M (Typ 240) vs. M Monochrom (Typ 246)
The M240 is a color camera and color images converted to B&W don’t always translate to a monochrome capture, but I think you’ll find that my B&W conversion, the default one in Lightroom with some small tweaks, did a pretty decent job of matching the overall look of the MM246.
The M240 also tops out at ISO 3200 for its normal range, and up to ISO 6400 in the PUSH range. You’ll notice as you look at comparisons higher than ISO 5000, I’ve used ISO 6400 on the M240. I could have deliberately underexposed once I hit the ISO wall on the M240 and pushed in LR to achieve higher “equivalent” ISOs, but I felt that most users would stay within the confines of the operating range. The same is true for the M9M, where the range stops at ISO 10000. For ISO 12500 and 25000, I used the ISO 10000 export.
The Test Setup
My goal was to provide a broad range of tonality and textures in my test setup. I also wanted something a little nicer than crayons and figurines, so I settled on a creating a food still life. Admittedly, I don’t have much practice arranging or photographing tabletop compositions, so this image won’t be gracing the cover of a major food magazine anytime soon. Additionally, the food setup had the distinct disadvantage of wilting when using fresh veggies like I did here. So, re-shoots were out of the question. On the plus side,we have lots of natural textures that can give a better idea of organic subjects like the ones you’d find shooting outside.
The scene is set up in our conference room. The overhead fluorescent lighting was turned off. All the light for the scene is coming in through windows in front of the set up. The windows themselves have the vertical blinds mostly closed. The idea was to create even and diffuse illumination, not affected by moving clouds. Luckily, the sky was totally overcast, yet fairly bright during the duration of my test shooting, so this never ended up being a concern.
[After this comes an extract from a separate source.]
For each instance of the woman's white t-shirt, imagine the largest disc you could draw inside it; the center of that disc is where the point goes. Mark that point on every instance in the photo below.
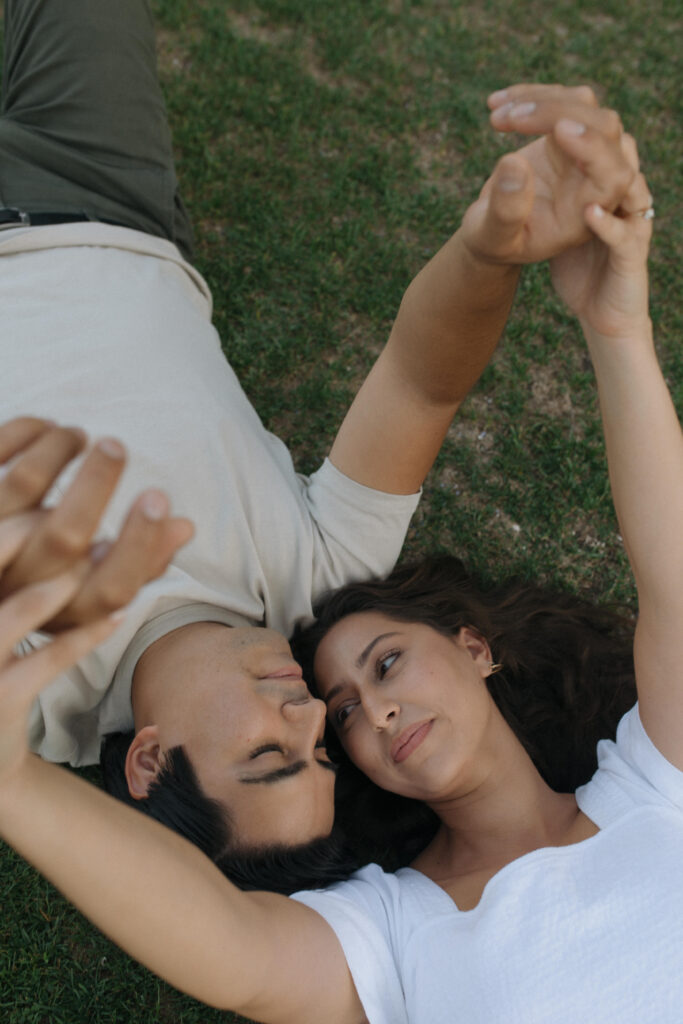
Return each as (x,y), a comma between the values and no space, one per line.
(591,932)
The cameras were all shot from the same position on a Gitzo tripod using Really Right Stuff bottom plates. This allowed me to use the same quick release clamp for minimal movement between cameras. The same lens, the astonishingly good 50mm APO-Summicron, was used on each camera with the focus set at the exact same distance, with all exposures taken at f/11 to maximize depth of field while avoiding diffraction. To eliminate any camera vibration, I used a self timer for all shots.